A l’époque, ce dernier vient de cartonner au box-office avec deux films, Total recall et Basic instinct. Tout auréolé de succès, il décide de porter à l’écran un nouveau scénario de Joe Eszterhas, vaguement inspiré de All about Eve de Mankiewicz et dont l’action se déroule à Las Vegas. Les producteurs sont aux anges, persuadés de tenir là un grand film sur la réussite et le rêve américain. Ils lâchent alors un budget de 45 millions de dollars et donnent à Verhoeven une liberté totale pendant le tournage.
Seulement voilà, si le réalisateur de Robocop a pour modèle les grandes comédies musicales des années 40/50, il n’est ni Cukor ni Minelli. Il se fout éperdument de l’élégance et du romantisme propres au genre, lui préférant le cynisme et l’arrivisme, dans un Las-Vegas capitale du sexe et de la débauche. Et il balance avec Showgirls une œuvre volontairement grotesque et outrancière, dont l’esthétique baigne constamment dans la démesure et le mauvais goût.
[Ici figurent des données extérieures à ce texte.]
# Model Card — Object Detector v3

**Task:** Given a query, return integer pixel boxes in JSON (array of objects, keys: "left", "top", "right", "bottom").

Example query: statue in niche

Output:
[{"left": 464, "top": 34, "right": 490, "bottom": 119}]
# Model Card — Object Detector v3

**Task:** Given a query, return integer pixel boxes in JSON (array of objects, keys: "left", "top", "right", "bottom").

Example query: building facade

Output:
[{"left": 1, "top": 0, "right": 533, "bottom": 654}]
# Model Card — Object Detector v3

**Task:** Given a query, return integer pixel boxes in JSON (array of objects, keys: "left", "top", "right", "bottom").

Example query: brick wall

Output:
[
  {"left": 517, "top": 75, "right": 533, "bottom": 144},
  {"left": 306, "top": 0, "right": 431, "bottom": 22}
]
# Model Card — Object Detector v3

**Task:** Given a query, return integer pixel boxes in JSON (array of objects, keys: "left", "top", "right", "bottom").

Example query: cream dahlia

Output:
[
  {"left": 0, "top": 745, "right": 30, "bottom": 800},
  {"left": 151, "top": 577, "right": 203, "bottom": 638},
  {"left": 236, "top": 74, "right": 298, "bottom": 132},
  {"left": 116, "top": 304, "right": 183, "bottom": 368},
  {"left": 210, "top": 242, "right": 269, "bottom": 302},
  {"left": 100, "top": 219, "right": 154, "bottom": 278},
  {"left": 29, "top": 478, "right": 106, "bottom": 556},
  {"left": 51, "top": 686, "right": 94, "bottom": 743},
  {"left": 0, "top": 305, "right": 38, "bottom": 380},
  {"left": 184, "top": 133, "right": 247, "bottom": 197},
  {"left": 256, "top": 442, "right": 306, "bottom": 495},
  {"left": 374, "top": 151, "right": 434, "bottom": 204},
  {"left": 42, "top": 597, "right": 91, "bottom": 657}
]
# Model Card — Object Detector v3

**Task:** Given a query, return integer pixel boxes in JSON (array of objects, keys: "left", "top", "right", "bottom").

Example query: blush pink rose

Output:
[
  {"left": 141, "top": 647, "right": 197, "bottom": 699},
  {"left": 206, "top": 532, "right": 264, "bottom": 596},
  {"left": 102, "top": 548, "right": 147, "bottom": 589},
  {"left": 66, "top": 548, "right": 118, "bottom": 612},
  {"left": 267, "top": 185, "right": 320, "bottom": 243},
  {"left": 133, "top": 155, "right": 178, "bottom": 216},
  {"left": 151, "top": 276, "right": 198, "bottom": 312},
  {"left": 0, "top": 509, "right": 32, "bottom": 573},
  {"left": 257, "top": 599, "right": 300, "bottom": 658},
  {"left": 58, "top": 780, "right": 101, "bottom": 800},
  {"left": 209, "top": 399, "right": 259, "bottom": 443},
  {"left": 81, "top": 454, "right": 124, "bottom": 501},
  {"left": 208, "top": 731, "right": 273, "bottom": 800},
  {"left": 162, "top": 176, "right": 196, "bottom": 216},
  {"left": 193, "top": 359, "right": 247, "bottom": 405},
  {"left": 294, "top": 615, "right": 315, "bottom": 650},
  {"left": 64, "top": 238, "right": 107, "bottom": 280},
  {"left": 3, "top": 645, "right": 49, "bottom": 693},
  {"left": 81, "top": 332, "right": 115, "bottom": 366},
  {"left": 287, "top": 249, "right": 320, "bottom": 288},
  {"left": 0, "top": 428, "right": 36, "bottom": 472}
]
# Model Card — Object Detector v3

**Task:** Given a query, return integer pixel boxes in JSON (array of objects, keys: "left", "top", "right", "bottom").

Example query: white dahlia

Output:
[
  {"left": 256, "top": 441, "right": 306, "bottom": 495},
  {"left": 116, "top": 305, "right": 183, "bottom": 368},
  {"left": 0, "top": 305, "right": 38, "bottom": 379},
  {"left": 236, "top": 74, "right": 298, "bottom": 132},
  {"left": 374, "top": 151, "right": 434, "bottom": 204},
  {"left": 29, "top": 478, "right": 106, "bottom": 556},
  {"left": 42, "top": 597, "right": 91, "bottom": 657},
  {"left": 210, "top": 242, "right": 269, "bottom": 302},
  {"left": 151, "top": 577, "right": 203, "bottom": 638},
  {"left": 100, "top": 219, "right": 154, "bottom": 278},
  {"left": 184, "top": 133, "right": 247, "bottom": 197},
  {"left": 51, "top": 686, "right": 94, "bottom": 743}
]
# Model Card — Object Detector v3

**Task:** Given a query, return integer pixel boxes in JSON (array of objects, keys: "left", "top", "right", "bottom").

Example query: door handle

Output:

Sans surprise, le film sera un échec cuisant au box-office, avec seulement 20 millions de dollars de recettes en salles. Surtout, il sera lynché par la critique américaine (et française peu après), scandalisée par cette vulgarité assumée et qui n’a pas supporté qu’un immigré européen jette un tel pavé dans la mare. Showgirls dominera même les « Razzie awards », en remportant les prix de « pire film », « pire scénario » et « pire actrice » pour Elizabeth Berkley, comédienne quasi débutante dont la carrière ne s’en remettra pas.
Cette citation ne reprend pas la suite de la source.